In which applications can I use synthetic genes?
Among the many uses for synthetic genes are adapting codon usage for optimizing gene expression, for protein over-expression and/or protein engineering; as standards for Real Time PCR and standard PCR, mutagenesis studies, to construct hybrid genes, and the production of DNA vaccines.
How should a gene be designed?
The formation of potential hairpin structures of 4 or more bases should be avoided within your synthetic gene sequence. Also, sequences that are commonly associated with poor oligo quality such as long stretches of single or di-nucleotide repeats, or high GC content should be avoided. To achieve high levels of gene expression (protein production), we also recommend that you avoid sequences that introduce rarely used codons into a gene.
Our proprietary GENEius sequence optimzation software will optimize your gene, even if your original sequence contains some of the problem sequences listed above. Even many native gene sequences benefit from optimization in addition to codon optimization for a non-native host.
What are some of the different techniques for assembling synthetic genes?
There are three different approaches for the assembly of synthetic genes. In the approach developed by Khorana (Gupta et al., 1968), a series of sequentially overlapping oligonucleotides are synthesized. As the complementary sequences of the oligos anneal, double-stranded DNA fragments containing nicks on both strands are formed. The nicks are repaired with DNA ligase, an enzyme that catalyzes the formation of a phosphodiester bond between the 5′-phosphate of one double-stranded oligo fragment and the 3′-hydroxyl terminus on an adjacent double-stranded oligo fragment.

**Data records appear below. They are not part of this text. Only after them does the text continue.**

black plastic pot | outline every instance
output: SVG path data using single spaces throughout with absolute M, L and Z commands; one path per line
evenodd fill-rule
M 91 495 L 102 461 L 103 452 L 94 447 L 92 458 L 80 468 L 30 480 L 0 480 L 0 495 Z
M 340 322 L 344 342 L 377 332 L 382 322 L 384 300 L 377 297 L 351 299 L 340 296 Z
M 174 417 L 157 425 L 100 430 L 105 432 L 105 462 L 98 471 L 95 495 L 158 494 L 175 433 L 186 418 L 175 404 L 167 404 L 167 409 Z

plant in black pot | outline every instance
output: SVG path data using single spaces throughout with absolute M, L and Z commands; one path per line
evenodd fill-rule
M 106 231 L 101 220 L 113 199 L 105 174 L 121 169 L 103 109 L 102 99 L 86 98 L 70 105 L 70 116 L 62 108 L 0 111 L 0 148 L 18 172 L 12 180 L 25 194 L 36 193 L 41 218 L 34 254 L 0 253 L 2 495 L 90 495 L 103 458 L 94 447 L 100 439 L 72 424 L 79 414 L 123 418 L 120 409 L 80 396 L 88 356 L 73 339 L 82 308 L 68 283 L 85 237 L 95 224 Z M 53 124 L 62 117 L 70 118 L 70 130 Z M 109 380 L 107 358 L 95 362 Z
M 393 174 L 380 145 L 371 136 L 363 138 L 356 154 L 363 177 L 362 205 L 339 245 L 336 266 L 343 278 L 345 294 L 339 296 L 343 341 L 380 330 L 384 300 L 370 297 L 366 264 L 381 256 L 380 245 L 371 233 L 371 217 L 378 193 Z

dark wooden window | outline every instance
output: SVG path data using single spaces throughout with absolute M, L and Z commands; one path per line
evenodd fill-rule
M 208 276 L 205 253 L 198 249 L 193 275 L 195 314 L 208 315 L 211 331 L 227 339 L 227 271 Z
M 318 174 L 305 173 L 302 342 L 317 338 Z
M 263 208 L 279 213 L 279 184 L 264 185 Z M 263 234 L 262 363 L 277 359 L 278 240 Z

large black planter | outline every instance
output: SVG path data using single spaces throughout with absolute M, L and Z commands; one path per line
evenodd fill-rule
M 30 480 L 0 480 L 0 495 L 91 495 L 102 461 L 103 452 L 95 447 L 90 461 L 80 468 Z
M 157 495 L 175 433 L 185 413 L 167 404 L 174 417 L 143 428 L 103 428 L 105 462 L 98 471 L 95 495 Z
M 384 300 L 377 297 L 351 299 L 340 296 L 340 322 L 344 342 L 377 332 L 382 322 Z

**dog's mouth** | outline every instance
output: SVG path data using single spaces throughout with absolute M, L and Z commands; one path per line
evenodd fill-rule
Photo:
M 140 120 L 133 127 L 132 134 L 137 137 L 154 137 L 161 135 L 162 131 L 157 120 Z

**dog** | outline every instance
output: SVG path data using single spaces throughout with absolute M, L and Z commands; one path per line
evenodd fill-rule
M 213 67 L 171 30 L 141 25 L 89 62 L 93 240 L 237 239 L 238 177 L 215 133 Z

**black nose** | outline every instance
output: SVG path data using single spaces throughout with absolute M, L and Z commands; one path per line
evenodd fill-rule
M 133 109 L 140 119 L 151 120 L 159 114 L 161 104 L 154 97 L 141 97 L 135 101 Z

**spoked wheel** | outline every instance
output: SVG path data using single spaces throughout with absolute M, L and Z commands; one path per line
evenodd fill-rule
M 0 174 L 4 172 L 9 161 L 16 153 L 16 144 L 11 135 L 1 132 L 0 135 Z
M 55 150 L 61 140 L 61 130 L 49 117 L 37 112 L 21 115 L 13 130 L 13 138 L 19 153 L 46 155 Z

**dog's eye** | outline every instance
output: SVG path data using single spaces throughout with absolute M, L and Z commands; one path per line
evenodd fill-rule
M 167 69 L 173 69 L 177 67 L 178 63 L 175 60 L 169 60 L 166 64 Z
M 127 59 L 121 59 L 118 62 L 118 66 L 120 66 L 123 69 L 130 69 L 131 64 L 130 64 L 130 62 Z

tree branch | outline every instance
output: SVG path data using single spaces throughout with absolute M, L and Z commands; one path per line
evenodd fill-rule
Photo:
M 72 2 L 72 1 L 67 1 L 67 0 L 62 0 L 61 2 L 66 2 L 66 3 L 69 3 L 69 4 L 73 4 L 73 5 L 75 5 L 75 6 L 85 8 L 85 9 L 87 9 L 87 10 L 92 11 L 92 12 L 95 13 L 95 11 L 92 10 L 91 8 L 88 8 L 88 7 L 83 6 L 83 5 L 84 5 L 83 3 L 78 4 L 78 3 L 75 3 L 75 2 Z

Another broadly used approach is the one developed by Narang (Scarpulla et al., 1982) making use of the template-directed and primer-dependent 5′ to 3′-synthesis capability of the large subunit of the enzyme DNA-Polymerase I (Klenow fragment). After end-to-end annealing of the oligos, Klenow uses deoxynucleosidetriphosphates to fill the gaps. Treatment with DNA ligase repairs any nicks in the resulting, double-stranded DNA.

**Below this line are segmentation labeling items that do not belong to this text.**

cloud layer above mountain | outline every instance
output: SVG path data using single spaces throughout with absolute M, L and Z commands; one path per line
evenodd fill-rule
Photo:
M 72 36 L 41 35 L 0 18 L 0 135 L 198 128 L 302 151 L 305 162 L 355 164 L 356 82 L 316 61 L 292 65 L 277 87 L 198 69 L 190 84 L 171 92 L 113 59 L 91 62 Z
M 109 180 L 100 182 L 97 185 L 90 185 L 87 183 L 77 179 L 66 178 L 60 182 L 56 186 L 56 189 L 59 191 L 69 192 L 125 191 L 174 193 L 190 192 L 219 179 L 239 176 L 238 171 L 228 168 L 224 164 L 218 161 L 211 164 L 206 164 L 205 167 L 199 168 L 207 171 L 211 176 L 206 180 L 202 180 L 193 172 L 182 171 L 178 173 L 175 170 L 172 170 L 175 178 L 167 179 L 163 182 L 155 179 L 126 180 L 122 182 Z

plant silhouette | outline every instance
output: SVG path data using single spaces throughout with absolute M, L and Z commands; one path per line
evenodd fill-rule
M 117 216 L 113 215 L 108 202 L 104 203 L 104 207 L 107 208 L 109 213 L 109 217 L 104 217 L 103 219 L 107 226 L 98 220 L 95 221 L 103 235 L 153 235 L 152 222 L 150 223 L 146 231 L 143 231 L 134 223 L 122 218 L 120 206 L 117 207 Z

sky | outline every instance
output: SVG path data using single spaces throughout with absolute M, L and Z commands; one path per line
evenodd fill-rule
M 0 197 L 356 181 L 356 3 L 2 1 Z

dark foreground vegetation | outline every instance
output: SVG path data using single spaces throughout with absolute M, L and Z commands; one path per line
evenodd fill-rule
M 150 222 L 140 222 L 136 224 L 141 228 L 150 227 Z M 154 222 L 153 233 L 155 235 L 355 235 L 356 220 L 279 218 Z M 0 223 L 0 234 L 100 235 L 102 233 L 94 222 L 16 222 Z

An alternative strategy has been developed, using very long oligonucleotide chains. In this approach (Rossi et al., 1982), two long oligos are synthesized and upon annealing, their 3′-ends will overlap. The construct is completed to a full length double-strand using a DNA polymerase to fill in missing bases. After treatment with the polymerase, overhanging ends are generated on the double-stranded fragment by digestion with the appropriate restriction enzyme.

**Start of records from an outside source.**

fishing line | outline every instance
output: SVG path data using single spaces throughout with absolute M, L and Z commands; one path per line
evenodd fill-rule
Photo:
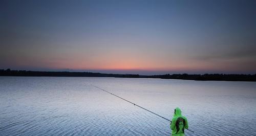
M 142 109 L 144 109 L 144 110 L 146 110 L 146 111 L 148 111 L 148 112 L 151 112 L 152 114 L 154 114 L 154 115 L 156 115 L 156 116 L 158 116 L 158 117 L 161 117 L 161 118 L 163 118 L 163 119 L 165 119 L 165 120 L 167 120 L 167 121 L 168 121 L 170 122 L 170 123 L 172 123 L 172 121 L 170 121 L 170 120 L 168 120 L 168 119 L 166 119 L 166 118 L 164 118 L 164 117 L 162 117 L 162 116 L 160 116 L 160 115 L 158 115 L 158 114 L 156 114 L 156 113 L 155 113 L 155 112 L 152 112 L 152 111 L 150 111 L 150 110 L 148 110 L 148 109 L 145 109 L 145 108 L 143 108 L 143 107 L 141 107 L 141 106 L 139 106 L 139 105 L 138 105 L 136 104 L 135 103 L 133 103 L 133 102 L 131 102 L 131 101 L 129 101 L 127 100 L 125 100 L 125 99 L 123 99 L 123 98 L 121 98 L 121 97 L 119 97 L 119 96 L 117 96 L 117 95 L 115 95 L 115 94 L 113 94 L 113 93 L 111 93 L 111 92 L 109 92 L 109 91 L 107 91 L 107 90 L 104 90 L 104 89 L 102 89 L 102 88 L 100 88 L 100 87 L 98 87 L 98 86 L 95 86 L 95 85 L 92 85 L 92 84 L 91 84 L 91 85 L 92 85 L 92 86 L 94 86 L 94 87 L 96 87 L 96 88 L 98 88 L 98 89 L 100 89 L 100 90 L 103 90 L 103 91 L 104 91 L 104 92 L 106 92 L 106 93 L 109 93 L 109 94 L 111 94 L 111 95 L 113 95 L 113 96 L 115 96 L 115 97 L 118 97 L 119 98 L 120 98 L 120 99 L 122 99 L 122 100 L 124 100 L 124 101 L 126 101 L 126 102 L 129 102 L 129 103 L 130 103 L 132 104 L 133 104 L 133 105 L 134 105 L 134 106 L 137 106 L 137 107 L 139 107 L 139 108 L 142 108 Z M 188 130 L 188 131 L 191 131 L 191 132 L 194 132 L 194 131 L 192 131 L 192 130 L 189 130 L 189 129 L 187 129 L 187 130 Z

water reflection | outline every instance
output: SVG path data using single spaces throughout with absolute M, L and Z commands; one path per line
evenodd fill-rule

Typically all of these methods are followed by the molecular cloning of the gene into an appropriate vector, so technical limitations of subsequent cloning steps must be considered while developing the assembly strategy. For example, assemblies for larger genes may be divided into sub-assemblies which are sequenced to confirm 100% identity and then brought together to complete the full construct which receives a second round of sequencing to verify the full assembly.
Is de novo synthesis or site-directed mutagenesis preferable if I need to create variant constructs for my experiment?
When you need the mutations to be distributed across the whole gene, we recommend de novo synthesis. De novo synthesis allows you an opportunity to also optimize features of the gene such as codon usage, GC content, restriction sites, etc. Site-directed mutagenesis is best used when the modifications are few, or are clustered in a small area of the gene.